Federal Communications Commissioner Michael Copps today described a courts decision to vacate network unbundling rules as a body blow to competitors and consumers. This is no way to be dealing with such a transformational technology, and I am alarmed about the impact it will have on consumers, small business and economic growth, he said during a keynote address before the 2004 ALTS Annual Conference in Washington.
In sharply-worded remarks, the commissioner expressed concern over the state of local competition. [We] have lost sight of the purpose of the 1996 Telecom Act, which was to give choices to consumers through better services and lower costs, Copps said.
He said there is a strong continuing need for regulation in an industry where 85 percent of local lines are still controlled by incumbents eight years after the passage of the 1996 Telecom Act. I recognize that the act was designed to be deregulatory in nature, but it is supposed to be a step-by-step process as competition takes hold. Deregulation is supposed to follow competition, not precede it, he said.
Copps spoke before a large, standing-room-only audience — one that ALTS President John Windhausen said far exceeded expectations — filled with representatives of competing local service providers. There is nothing like a full-blown emergency to get everyones attention, said one participant.
Indeed, there is little more than a month before FCC regulations are set to expire. Through legal appeals, direct negotiations, crafting of interim rules, or state regulatory involvement, affected industry parties are scrambling to find a short-term solution.
Copps described the current climate, created in the wake of the D.C .Circuit Courts March remand of the FCCs Triennial Review Order, as strange times, indeed. Copps also expressed concern over the impact the courts ruling has had on the ability of federal and state regulatory agencies to work together. This comes at a time when these working relationships seemed to have been improving, he added, as state PUCs worked closely with the FCC to implement the TRO.
Copps saw four industry priorities for the immediate future to help work through this period of uncertainty. The first was to seek a stay of the TRO remand order through an appeal to the Supreme Court. Copps already joined with two other FCC commissioners — Kevin Martin and Jonathan Adelstein — in pursuing that course. This is the shortest and surest route to certainty and reliability, he said.

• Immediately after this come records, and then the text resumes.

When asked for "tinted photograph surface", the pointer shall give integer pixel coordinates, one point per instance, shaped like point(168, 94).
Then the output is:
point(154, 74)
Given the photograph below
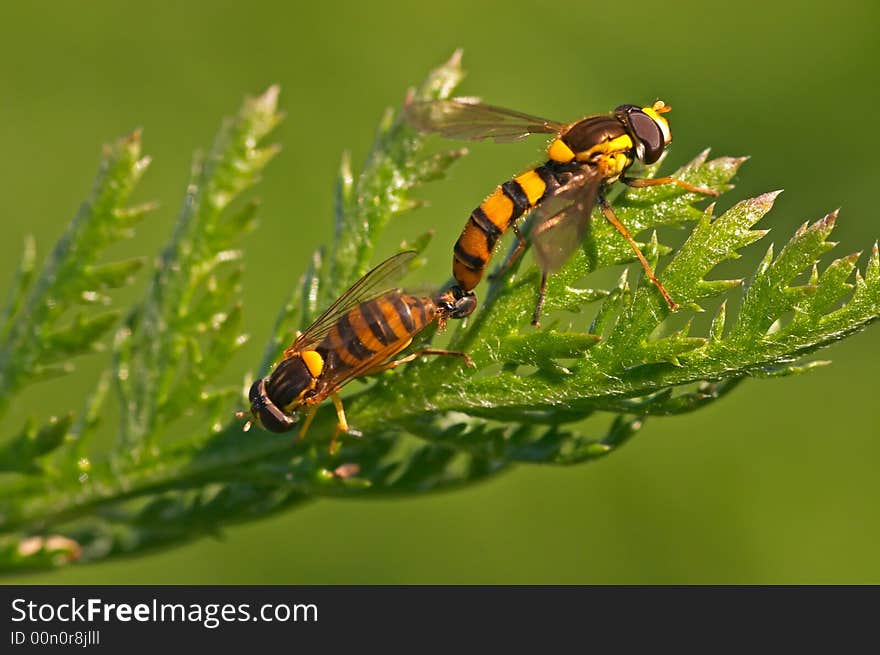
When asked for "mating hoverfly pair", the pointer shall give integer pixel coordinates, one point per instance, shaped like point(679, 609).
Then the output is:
point(369, 325)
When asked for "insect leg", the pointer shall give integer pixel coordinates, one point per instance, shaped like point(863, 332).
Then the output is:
point(342, 425)
point(513, 256)
point(308, 421)
point(620, 227)
point(539, 306)
point(639, 183)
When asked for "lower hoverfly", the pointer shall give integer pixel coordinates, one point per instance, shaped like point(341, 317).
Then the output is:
point(356, 336)
point(585, 158)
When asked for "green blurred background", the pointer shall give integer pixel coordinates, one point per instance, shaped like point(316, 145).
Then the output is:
point(776, 483)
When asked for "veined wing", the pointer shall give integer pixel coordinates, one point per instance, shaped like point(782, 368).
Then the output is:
point(374, 283)
point(468, 118)
point(560, 222)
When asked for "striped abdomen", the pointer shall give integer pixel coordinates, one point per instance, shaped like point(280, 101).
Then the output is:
point(378, 328)
point(497, 213)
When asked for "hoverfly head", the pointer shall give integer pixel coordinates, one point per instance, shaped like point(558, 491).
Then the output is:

Copps said that he also advocates direct negotiations between CLECs and ILECs in hopes of finding acceptable interconnection arrangements while the commission redrafts its TRO order. However, he said he sees worrisome trends as certain ILECs seem intent upon redefining the process of reaching interconnection agreements in order to keep the process behind closed doors. In the effort to keep documentation out of the public record, they have kept competitors, regulators and consumers all in the dark. The filing of interconnection agreements is the law, he added.
Copps raised the issue of intercarrier compensation where, he said, inaction within the regulatory community and the industry is benefiting no one. Our current system is Byzantine and broken, he said. The old system of patchwork compensation needs to be consigned to the ash can of history. He pointed out that the FCC has a three-year-old proceeding underway on this subject that needs to be completed.
Finally, in a nod to the stresses created when technological innovation meets regulation, Copps says redefining core communications as information services, and essentially moving from one regulatory classification to another adds to the instability and confusion."